The current discussion about use of pronouns, she, he, they, as relating to those choosing not to identify with conventional genders had strong feelings expressed.  The group contains folks who have firm views on maintaining language norms; ‘decimate’ has raised tempers in the past.  Taking a pre-existing word (they/them, etc.) and assigning a new meaning upset some.  One diner said that while Ms was clumsy, at least a new word was made up. 

Not a single word was spoken about local politics, surprising given a change of government in SA just a month ago and a Federal election a month ahead. 



Wilf Prest, Ian Sando.

Wilf spoke with sadness of the number of colleagues from his years in the History Department, at Adelaide University who have died.  In recent days he attended the funeral , delayed by COVID19 restrictions, of Peter Burns.



Andy Ligertwood, Rob Morrison, Wayne Anthoney, David Beaumont, Wilf Prest.

The gathering broke up slowly with lads leaving serially, as personal deadlines loomed.  Wayne had to prepare for a rehearsal, for a Red Phoenix production, later that night.


Wilf Prest, Mick Johnston,

Mick started tying his own bow ties about 40years back. He’d a bow tie emblem on his business card those days. 

 


MAY

Hogarth:Upstairs at Jolley’s Boathouse Thursday, May 18, 2022.
Attending: (8 persons): Wayne Anthoney, Mark Coleman, Leo Davis, Rob George, Andy Ligertwood, Bob Lott, Ian Sando, Milton Wordley.

Apologies: (15 persons): David Beaumont, Tony Brooks, Samela Harris, Andrew Hill, Michael Jacobs, Mick Johnston, Paul Kolarovich, John McGowan, John Potter, Rob Morrison, Ian ‘Bones’ Owens, Tony Parkinson, Ed Pegge, Wilf Prest, Neville Sloss, Ghil‘ad Zuckermann.


Wayne welcomed Mark Coleman back to table; Mark had been trapped in Melbourne, by COVID19, for much of the time since his last attendance in March 2021.

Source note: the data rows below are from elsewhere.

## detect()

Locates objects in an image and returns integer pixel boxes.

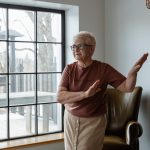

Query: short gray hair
[73,31,96,46]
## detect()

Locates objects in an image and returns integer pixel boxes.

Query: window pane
[0,108,7,140]
[9,106,35,137]
[0,75,7,107]
[37,12,61,42]
[0,8,7,40]
[38,104,62,133]
[0,42,7,73]
[9,74,35,106]
[9,42,35,73]
[37,44,62,72]
[8,9,34,41]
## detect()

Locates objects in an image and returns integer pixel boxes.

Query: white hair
[73,31,96,46]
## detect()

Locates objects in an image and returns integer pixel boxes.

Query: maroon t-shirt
[60,60,126,117]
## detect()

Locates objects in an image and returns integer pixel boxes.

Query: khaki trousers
[64,110,107,150]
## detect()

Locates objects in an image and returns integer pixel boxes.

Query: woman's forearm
[57,91,86,104]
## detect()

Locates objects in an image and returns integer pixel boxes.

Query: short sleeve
[59,65,69,89]
[105,64,126,88]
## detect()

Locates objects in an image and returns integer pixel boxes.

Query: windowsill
[0,133,64,150]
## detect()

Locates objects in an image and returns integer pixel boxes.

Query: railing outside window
[0,4,65,141]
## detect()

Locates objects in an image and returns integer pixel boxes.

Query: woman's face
[72,38,94,61]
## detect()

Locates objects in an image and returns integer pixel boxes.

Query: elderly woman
[57,31,148,150]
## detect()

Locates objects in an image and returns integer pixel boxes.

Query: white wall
[105,0,150,150]
[37,0,105,63]
[0,0,150,150]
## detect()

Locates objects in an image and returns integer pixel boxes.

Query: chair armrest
[126,121,143,145]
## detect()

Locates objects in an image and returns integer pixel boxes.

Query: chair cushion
[103,136,131,150]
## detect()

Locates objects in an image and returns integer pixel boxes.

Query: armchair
[103,87,142,150]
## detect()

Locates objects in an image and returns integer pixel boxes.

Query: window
[0,4,65,141]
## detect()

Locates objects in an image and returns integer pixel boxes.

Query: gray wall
[105,0,150,150]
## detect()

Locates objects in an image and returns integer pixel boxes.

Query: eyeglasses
[70,44,93,51]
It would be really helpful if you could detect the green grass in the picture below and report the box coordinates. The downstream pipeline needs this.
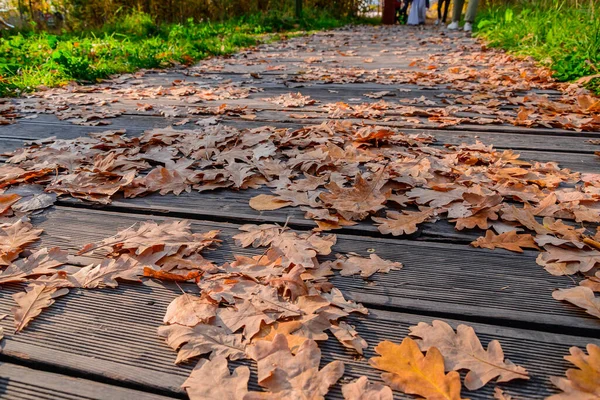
[476,0,600,94]
[0,10,370,96]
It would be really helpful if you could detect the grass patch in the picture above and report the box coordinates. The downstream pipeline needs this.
[0,10,370,96]
[476,0,600,94]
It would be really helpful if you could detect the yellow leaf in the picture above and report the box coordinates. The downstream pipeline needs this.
[369,338,461,400]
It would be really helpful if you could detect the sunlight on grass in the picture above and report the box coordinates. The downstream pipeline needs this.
[477,0,600,93]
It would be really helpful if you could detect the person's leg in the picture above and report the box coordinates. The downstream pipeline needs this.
[452,0,465,22]
[465,0,479,24]
[440,0,450,23]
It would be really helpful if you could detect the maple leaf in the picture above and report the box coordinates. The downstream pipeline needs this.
[244,335,344,400]
[371,208,434,236]
[181,356,250,400]
[0,220,44,265]
[163,293,218,326]
[323,253,403,278]
[342,376,394,400]
[547,344,600,400]
[552,286,600,318]
[369,337,461,400]
[11,285,69,333]
[218,300,275,340]
[471,230,539,253]
[158,324,246,364]
[72,255,142,289]
[0,247,68,284]
[409,320,529,390]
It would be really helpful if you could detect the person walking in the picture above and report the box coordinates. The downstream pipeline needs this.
[435,0,450,25]
[448,0,479,32]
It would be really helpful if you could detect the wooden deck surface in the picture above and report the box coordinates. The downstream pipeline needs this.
[0,27,600,400]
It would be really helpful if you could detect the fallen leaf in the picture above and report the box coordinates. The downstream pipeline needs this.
[471,230,539,253]
[11,285,69,333]
[552,286,600,318]
[342,376,394,400]
[369,337,461,400]
[181,356,250,400]
[244,335,344,400]
[409,320,529,390]
[158,324,246,364]
[547,344,600,400]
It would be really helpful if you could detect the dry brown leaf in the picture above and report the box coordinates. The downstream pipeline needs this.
[158,324,246,364]
[11,285,69,333]
[143,267,203,282]
[546,344,600,400]
[552,286,600,318]
[248,194,292,211]
[329,322,369,355]
[322,253,403,278]
[218,300,275,340]
[163,293,218,327]
[245,335,344,400]
[181,356,250,400]
[471,230,539,253]
[72,255,142,289]
[342,376,394,400]
[0,247,69,284]
[371,208,434,236]
[409,320,529,390]
[0,193,21,215]
[369,337,461,400]
[0,220,43,266]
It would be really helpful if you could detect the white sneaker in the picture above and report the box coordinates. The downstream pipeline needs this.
[448,21,458,31]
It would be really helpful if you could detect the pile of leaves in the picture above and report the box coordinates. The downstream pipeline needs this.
[0,118,600,316]
[0,209,600,400]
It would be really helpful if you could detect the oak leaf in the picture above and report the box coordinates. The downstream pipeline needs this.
[547,344,600,400]
[409,320,529,390]
[323,253,403,278]
[342,376,394,400]
[329,322,369,355]
[248,194,293,211]
[552,286,600,318]
[72,255,142,289]
[163,293,218,326]
[536,245,600,273]
[371,208,434,236]
[0,247,68,284]
[0,220,43,265]
[218,300,275,340]
[369,337,461,400]
[143,267,203,282]
[158,324,245,364]
[11,285,69,333]
[471,230,539,253]
[319,174,387,220]
[181,356,250,400]
[244,335,344,400]
[0,193,21,215]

Milton Wordley, Rob George, Ian Sando, Lisa, Mark Coleman, Wayne Anthoney.

Discussion about the history of Jolley’s Boathouse brought up the name of one time part owner, Ian Hannaford. Ian’s recent death and his excellence as an architect were mentioned. His sister Kay, for some short time partnered with a sometime Hogarthian, was also involved with Jolley’s. Admirers of the work of their brother, Robert ‘Alfie’ Hannaford, expressed outrage that yet again he had not been awarded the Archibald Prize. This led to criticism of other awards, including a suggestion that ALL should be abolished, because panels have been politicised. There was disagreement over an award being given for the script writing of a children’s TV program when it ‘should’ have gone to ‘Bluey’, because it is a more popular program.


Wayne told the ONLY joke of the day (how times have changed), concerning a tragic event involving Roy Rogers. Andy, Milton and Rob (below), and all others, were amused


Andy Ligertwood, Milton Wordley and Rob George.


Rob George told a tale was told about a touring company, circa 1975, far out west on Eyre Peninsula. Rob, travelling in the second vehicle, rounded a corner to find the lead vehicle, a bus, in which Wayne was a passenger, lying on its ROOF. A young member of the troupe had begged and begged Michael Harbison to let her drive the bus. In time he gave in to her pleas and she swerved to avoid three sheep crossing the road.



Bob Lott’s arm, Milton Wordley, Rob George, Ian Sando, Mark Coleman and Wayne Anthoney. The blue item, in front of Wayne, is the theatre program referred to below.

Drama from past; Wayne brought in a Program from a production written by and directed by Rob George, back in 1977.




Two pages from the Program for The Circle Company presentation ‘Lofty; An Epic From The Annals Of Country Rock’.

Leo, pensive




Milton Wordley showing Rob George an image of his partner, Anne-Marie and their Staffy, asleep in the same bed.




Bob Lott, Andy Ligertwood and Milton Wordley, tucking into ‘mains’. There was so much slow cooked lamb that several chaps took home full ‘doggy bags’.



Mark Coleman and Andy Ligertwood.


JUNE

Hogarth:Upstairs at Jolley’s Boathouse Thursday, June 16th, 2022.
Attending: (6 persons): Wayne Anthoney, Leo Davis, Ian Sando, Neville Sloss, John Potter, Ian Lister.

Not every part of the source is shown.